How to prevent recurrence of keloid scars after surgery?

How to minimize the recurrence rate of keloids after surgery is a question that doctors need to consider and patients want to know about. There are many ways to prevent recurrence of keloid scars, but very few that can stand up to the test of clinical effectiveness. Nearly a decade of treatment experience has shown that at the therapeutic level, the following three techniques have a more definite effect on keloid recurrence prevention and can be considered key techniques for preventing keloid recurrence.

1. Tension reduction This is a recurrence prevention technique related to surgery. Although keloid excision seems to be simple, it requires a high level of surgical skills, especially the reduction suture technique, which directly determines the recurrence rate and the aesthetics of the healing incision after surgery. Under the same conditions, the better the tension-reducing suture technique, the lower the recurrence rate of the keloid, the narrower the scar after the incision is healed, and the more aesthetically pleasing the area will be. Therefore, when performing keloid surgery, the surgeon should master the correct incision reduction method and use it skillfully to lay a good surgical foundation for recurrence prevention.

2. Local radiation irradiation Local radiation irradiation is also known as radiation therapy, or radiotherapy for short.
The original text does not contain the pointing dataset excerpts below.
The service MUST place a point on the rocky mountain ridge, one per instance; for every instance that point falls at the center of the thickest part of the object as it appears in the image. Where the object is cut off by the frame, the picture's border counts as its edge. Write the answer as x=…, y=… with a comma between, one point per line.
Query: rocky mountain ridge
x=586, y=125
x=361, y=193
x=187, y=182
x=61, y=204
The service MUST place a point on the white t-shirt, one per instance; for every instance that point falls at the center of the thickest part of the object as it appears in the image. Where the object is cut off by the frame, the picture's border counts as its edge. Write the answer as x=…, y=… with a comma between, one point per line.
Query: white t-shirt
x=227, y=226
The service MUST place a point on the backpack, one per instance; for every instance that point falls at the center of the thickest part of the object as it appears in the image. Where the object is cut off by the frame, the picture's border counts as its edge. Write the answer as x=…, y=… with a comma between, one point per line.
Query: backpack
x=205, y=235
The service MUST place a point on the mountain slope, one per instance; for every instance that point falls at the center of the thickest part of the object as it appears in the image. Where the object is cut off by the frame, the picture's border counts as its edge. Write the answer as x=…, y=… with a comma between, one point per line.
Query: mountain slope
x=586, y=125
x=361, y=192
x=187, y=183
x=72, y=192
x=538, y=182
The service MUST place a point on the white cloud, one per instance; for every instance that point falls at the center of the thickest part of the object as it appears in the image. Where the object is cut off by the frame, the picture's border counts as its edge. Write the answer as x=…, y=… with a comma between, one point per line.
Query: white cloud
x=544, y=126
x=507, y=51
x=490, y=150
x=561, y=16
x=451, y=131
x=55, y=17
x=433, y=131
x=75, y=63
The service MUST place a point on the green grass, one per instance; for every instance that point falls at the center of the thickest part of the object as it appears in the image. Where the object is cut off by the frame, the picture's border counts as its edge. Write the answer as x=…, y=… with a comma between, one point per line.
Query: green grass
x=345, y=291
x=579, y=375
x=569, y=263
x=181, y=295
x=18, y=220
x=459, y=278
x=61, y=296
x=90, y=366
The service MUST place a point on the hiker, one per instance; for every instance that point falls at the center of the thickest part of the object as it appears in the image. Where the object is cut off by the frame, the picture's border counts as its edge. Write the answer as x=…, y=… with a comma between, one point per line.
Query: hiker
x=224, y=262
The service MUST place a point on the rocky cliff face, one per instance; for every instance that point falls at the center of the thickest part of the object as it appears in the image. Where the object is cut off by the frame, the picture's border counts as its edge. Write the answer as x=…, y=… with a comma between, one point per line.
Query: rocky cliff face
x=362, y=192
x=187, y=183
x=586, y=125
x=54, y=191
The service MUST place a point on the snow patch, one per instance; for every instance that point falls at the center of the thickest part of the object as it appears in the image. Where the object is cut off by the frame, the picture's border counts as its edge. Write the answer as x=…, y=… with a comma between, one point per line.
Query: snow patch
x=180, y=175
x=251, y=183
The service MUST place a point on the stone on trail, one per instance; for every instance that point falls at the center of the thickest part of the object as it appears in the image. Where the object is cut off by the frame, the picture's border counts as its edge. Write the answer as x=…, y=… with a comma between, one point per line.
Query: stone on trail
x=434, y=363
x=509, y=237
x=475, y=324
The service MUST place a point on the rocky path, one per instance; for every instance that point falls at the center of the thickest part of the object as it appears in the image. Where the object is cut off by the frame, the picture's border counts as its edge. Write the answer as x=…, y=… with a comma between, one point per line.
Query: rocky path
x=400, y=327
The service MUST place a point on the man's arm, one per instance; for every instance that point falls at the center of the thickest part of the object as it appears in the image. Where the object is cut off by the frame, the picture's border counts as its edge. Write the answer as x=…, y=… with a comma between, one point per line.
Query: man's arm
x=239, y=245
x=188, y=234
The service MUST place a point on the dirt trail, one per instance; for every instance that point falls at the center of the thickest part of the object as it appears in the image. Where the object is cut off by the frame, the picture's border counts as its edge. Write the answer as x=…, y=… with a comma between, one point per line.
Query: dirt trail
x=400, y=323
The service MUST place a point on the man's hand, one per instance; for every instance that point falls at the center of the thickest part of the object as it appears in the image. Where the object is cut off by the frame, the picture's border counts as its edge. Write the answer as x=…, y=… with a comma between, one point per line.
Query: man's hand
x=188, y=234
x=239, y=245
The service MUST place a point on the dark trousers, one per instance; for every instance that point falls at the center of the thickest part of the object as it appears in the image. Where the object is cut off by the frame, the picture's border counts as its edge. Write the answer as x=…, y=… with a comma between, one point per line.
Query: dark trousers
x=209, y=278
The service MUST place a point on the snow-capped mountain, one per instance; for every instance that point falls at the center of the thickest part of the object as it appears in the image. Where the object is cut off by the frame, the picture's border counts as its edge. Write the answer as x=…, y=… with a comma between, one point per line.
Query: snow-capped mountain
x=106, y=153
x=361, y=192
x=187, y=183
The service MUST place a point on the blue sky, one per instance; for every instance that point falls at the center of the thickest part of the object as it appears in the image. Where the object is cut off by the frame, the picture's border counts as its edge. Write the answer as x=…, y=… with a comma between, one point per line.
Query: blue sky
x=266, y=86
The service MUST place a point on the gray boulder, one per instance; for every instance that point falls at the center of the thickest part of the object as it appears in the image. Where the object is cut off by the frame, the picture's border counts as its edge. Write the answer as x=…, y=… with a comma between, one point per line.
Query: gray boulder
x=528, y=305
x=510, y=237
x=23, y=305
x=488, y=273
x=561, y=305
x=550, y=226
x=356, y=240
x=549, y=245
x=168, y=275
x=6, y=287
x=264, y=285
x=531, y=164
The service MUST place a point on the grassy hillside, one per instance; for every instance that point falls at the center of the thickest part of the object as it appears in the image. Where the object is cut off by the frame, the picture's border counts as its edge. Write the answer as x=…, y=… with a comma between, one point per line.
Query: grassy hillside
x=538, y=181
But here I do not want to use the word “radiotherapy”, because the concept of “radiotherapy” will cause ambiguity. First, “radiation therapy” can be confused with malignancy treatment. Although the equipment used for radiation therapy for keloids is the same as that used for malignant tumors, the dose and biological effects of appropriate postoperative radiation for keloids are not identical to those of radiation therapy for malignant tumors, and the serious side effects of radiation therapy for malignant tumors, such as tissue necrosis, severe hair loss, and cancer, are almost never seen. Secondly, the term “radiotherapy” may confuse people about the effects of different radiation irradiation techniques. Theoretically, all radiation techniques that produce radiation and are used to produce biological effects on the body are radiation therapy techniques. These techniques include local application of isotopes (e.g. various dressings), X-ray irradiation, electron ray irradiation, etc. However, not all radiation therapy techniques are effective in preventing postoperative recurrence of keloids, and, even for the same technique, not all application methods (e.g., application time, frequency, dose, etc.) are effective. Clinical practice proves that the correct type of radiation, the correct duration of action, and the correct dose of radiation are indispensable for the prevention of keloid recurrence in terms of local radiation exposure. Therefore, after keloid surgery, local radiation irradiation should be properly implemented as an adjunctive treatment. Effective local radiation therapy should meet the following requirements: (1) the site and depth of radiation action are precisely controlled; (2) the treatment dose and duration produce optimal biological effects; and (3) radiation damage is controlled to a minimum.

Local pressure is the third aspect of keloid recurrence prevention and rehabilitation after keloid surgery. I have elaborated on local compression in other articles, so I will only emphasize two points here.

(1) Although local compression is an effective recurrence prevention measure, this technique does not work as well as it should because of the lack of appropriate means and supplies, and the long treatment time, which can cause inconvenience to work life and poor patient acceptability.

(2) The reliance on medical treatment and medical technology and the neglect of rehabilitation and self-healing autonomy are the weaknesses of Chinese medical care. Many keloid patients have the same misconceptions. Due to this misconception, patients tend to have a mentality of giving themselves to the doctor, only attaching importance to the medical process and not to the rehabilitation process, and unsatisfactory results rarely look for reasons from the rehabilitation process and from themselves, which to a certain extent also limits the promotion of local pressure as a rehabilitation technique. Clinical case data show that patients who insist on postoperative pressure rehabilitation treatment have good recovery of the surgical site, no recurrence and better local aesthetics, while patients who do not insist on pressure rehabilitation treatment have a higher incidence of recurrence and scar enlargement. In addition, as a scar rehabilitation measure, local compression therapy has long been commonly used internationally and has even become an indispensable part of post-burn scar treatment. Of course, the implementation of this treatment technology also depends on the development and promotion of related products. Currently, domestic products such as personalized elastic compression garments can be produced, and it is believed that this technology will bring good news to keloid patients in the near future.

One year after excisional radiotherapy and compression therapy for chest keloid. The incision scar is flat and without hyperplasia.